Caminando hacia la mesa del desayuno, encontró a Tier luciendo cautivadora con su atuendo de profesora, un conjunto que de algún modo combinaba profesionalismo con su salvaje atractivo.

Ni siquiera Nami podía superar el encanto maternal que irradiaba Tier.

“Buenos días, Tier.” Al tomar asiento, la mano de Tier cubrió la suya con suavidad.

“Volveré por la tarde.

Después de eso estoy libre.” Tras tres meses de anhelo, la idea de pasar tiempo ininterrumpido con él la llenó de anticipación.

Incluso contempló tomarse el día libre, pero conociendo a Kazuya, él no apreciaría que ella sacrificara sus responsabilidades por su causa.

{Mila Rose y Harribel espalda con espalda.

La suerte de la pareja está enloqueciendo.

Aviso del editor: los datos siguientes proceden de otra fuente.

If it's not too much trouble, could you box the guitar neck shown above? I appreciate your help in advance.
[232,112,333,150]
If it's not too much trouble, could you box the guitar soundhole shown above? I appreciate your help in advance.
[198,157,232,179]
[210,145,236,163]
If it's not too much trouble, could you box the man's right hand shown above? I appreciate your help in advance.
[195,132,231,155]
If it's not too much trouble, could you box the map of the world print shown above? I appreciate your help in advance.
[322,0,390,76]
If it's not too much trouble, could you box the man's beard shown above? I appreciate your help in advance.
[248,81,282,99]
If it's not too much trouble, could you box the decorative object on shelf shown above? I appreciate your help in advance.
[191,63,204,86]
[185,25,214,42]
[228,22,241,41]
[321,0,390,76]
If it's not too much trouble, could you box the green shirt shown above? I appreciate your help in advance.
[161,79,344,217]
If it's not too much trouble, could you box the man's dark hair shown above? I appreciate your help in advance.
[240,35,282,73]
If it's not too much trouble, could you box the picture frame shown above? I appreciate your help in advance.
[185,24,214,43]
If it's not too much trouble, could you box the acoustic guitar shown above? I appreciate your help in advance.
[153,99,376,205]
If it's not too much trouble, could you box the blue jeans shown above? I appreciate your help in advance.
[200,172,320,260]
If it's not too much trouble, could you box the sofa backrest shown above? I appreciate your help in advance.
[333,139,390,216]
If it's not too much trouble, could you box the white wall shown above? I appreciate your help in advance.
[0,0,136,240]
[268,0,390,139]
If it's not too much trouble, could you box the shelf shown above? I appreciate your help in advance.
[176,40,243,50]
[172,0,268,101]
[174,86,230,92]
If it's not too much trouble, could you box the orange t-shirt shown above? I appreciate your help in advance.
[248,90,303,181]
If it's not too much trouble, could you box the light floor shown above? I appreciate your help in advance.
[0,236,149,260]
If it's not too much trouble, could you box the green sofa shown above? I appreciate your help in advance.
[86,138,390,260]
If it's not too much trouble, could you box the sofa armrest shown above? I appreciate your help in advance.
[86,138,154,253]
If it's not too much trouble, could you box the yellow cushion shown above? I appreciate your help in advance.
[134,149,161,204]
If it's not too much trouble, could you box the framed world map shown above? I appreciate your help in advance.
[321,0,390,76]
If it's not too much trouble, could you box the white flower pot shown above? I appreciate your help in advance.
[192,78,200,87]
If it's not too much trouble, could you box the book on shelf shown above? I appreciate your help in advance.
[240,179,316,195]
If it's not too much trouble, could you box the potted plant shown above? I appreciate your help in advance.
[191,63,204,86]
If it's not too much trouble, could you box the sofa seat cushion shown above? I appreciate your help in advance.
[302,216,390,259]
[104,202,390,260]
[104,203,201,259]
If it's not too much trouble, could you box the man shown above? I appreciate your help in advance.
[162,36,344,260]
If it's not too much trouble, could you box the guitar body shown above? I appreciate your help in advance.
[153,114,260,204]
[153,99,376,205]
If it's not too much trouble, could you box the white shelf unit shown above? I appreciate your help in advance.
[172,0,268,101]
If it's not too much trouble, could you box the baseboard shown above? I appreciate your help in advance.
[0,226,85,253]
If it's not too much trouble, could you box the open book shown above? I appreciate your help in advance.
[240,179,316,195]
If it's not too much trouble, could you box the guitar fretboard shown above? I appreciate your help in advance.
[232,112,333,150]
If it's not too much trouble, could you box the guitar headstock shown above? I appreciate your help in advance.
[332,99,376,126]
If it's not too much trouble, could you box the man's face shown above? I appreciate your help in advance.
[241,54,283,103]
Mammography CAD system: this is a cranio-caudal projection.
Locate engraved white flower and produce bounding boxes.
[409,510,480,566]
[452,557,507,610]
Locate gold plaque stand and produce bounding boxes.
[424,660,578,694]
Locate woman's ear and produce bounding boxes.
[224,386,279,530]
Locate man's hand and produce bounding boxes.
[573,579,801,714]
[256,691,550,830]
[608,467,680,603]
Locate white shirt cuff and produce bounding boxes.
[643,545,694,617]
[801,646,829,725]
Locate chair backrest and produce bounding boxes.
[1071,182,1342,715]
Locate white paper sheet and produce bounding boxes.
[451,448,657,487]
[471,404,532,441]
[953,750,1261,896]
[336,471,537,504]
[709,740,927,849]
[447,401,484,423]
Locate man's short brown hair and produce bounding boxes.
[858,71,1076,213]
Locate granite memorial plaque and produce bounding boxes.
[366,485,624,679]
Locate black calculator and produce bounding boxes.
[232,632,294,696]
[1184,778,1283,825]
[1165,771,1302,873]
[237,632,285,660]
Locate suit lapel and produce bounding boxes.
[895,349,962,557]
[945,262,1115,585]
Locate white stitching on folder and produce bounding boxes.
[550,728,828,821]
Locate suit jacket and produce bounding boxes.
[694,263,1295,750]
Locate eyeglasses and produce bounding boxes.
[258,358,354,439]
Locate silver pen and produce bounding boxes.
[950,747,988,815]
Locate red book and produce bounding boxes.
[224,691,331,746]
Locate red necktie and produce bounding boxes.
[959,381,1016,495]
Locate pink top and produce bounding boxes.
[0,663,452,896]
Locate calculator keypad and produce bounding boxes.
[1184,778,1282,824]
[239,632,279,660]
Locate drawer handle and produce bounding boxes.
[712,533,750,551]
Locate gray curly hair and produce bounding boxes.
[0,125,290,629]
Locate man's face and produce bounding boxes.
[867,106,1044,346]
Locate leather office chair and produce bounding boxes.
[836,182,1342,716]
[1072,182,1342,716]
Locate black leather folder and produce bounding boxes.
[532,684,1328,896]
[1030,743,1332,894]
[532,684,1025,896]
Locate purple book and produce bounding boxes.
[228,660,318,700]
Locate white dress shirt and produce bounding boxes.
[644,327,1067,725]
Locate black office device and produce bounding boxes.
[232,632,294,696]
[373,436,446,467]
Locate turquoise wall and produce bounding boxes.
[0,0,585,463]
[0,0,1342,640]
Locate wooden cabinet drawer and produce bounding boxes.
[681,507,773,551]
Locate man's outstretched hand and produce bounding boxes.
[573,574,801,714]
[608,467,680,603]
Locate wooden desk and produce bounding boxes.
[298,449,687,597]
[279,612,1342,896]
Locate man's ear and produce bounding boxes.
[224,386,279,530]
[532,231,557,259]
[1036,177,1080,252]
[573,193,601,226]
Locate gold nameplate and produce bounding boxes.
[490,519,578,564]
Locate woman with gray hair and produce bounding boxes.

Me pregunto qué tragedias nos cocina el destino.} ‘Dejá de gafarlo.’ {Era un gafe para contragafarlo todo.} “No hemos practicado juntos en un tiempo,” sugirió Kazuya, apretando la mano de Tier con un gesto tranquilizador.

“¿Qué te parece si más tarde vamos a la cámara subterránea de Kisuke?” Sería un desafío salir de Karakura Town una vez que hiciera el amor con Tier.

Además, tenía que concentrarse en terminar asuntos y resolver sus problemas con el Espíritu de su Zanpakutō.

Los ojos de Tier brillaron ante la idea.

“Como en los viejos tiempos.” “Sí, como en los viejos tiempos.” Mientras compartían un momento, perdidos en la mirada del otro, Mila Rose carraspeó y se puso de pie, captando la atención de todos en la mesa.

“¡Atención, todos!

Tengo un anuncio—” “Tú y tu esposo estuvieron follando por horas ayer,” Sung-sun interrumpió en tono juguetón, ocultando una sonrisa maliciosa detrás de sus mangas.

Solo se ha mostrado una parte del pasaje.